"Crónica dos Tempos Passados", de Nestor
A Crónica dos Tempos Passados, atribuída a um monge que se conhece quase apenas como Nestor, é uma de aquelas obras que apesar de poucos lerem tem uma importância cultural muito significativa. Isto porque, como um dos seus nomes alternativos indica - Crónica Primária - é a mais significativa crónica histórica para as ocorrências dos primeiros séculos dos impérios eslavos, com especial incidência nas zonas de Kiev e de Novgorod (a tal cidade do menino Onfim, nascido no século seguinte ao da composição deste documento). Portanto, que nos conta ela?
Seguindo uma ideia que já vinha dos autores cristãos dos primeiros séculos da nossa era, essencialmente esta Crónica dos Tempos Passados conta a história do império dos Rus desde o início dos tempos, na versão cristã (i.e. Jardim do Paraíso, Arca de Noé, etc.), até aos dias em que se escreveram as suas últimas linhas, nas primeiras décadas do século XII. Parece ter sido uma construção habitual na Idade Média e nos séculos seguintes - a "nossa" Monarquia Lusitana, de Bernardo de Brito, também faz algo semelhante - mas esta obra tem um pormenor muito curioso, um momento de charneira significativo, que é uma ênfase enorme no momento da conversão dos Rus aos Cristianismo.

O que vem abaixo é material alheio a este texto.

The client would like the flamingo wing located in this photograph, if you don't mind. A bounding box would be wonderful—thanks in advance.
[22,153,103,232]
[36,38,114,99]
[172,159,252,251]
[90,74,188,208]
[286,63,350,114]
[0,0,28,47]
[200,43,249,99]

Se até esse instante tudo vai sendo contado de uma forma mais ou menos breve, esse processo de conversão religiosa é explicado com grande detalhe, chegando a crónica a relatar os argumentos que foram utilizados - se mesmo reais, ou apenas lendários, não é possível sabermos - e uma breve história dos eventos bíblicos, na qual se fundem as verdadeiras crenças com um pouco da evolução mitológica que o Cristianismo foi sofrendo ao longo dos séculos. E isto tem uma consequência curiosa - se até essa conversão a obra parecia ser maioritariamente histórica, sem muitos mitos ou lendas (com excepção dos iniciais, aqueles do início do mundo), só já depois da conversão é que começam a aparecer referências à magia, ao Paganismo e a elementos religiosos dos "opositores", algumas das quais com uma certa piada. Veja-se um breve exemplo, que terá tido lugar por volta do ano de 1071 d.C.:
Nesta altura um mago apareceu, inspirado pelo Diabo. Veio a Kiev e informou os habitantes que após cinco anos o [Rio] Dnieper iria fluir para trás e que os diversos países iriam mudar as suas localizações, de forma que a Grécia iria estar onde o país dos Rus estava, o país dos Rus onde estava a Grécia, e todas as outras terras iriam também ser deslocadas de uma forma semelhante. Os ignorantes acreditaram nele, mas os fiéis ridicularizaram-no e disseram-lhe que o Diabo estava apenas a conduzi-lo à sua ruína. E isto aconteceu, porque no decorrer de uma noite este homem desapareceu completamente.
São muitas outras as pequenas histórias que se incluem nessa segunda parte da Crónica dos Tempos Passados, algumas mais giras do que outras, mas a sua leitura tem uma consequência política interessante - sucintamente, deveria ser a Rússia a pertencer à Ucrânia, visto que Kiev parece ter sido, nessa altura, a primeira grande cidade eslava, como a vida de Olga de Kiev, hoje santa, permite atestar.
Para terminar as linhas de hoje, talvez esta não seja uma obra cuja leitura dê muito prazer a quem se interessa menos pela História - os elementos mitológicos e lendários aqui presentes parecem ser poucos e breves - mas é, como já foi referido acima, um texto importante para se compreender os primeiros séculos da cultura eslava, mesmo que nem sempre se consiga compreender onde termina a ficção e começa a completa realidade.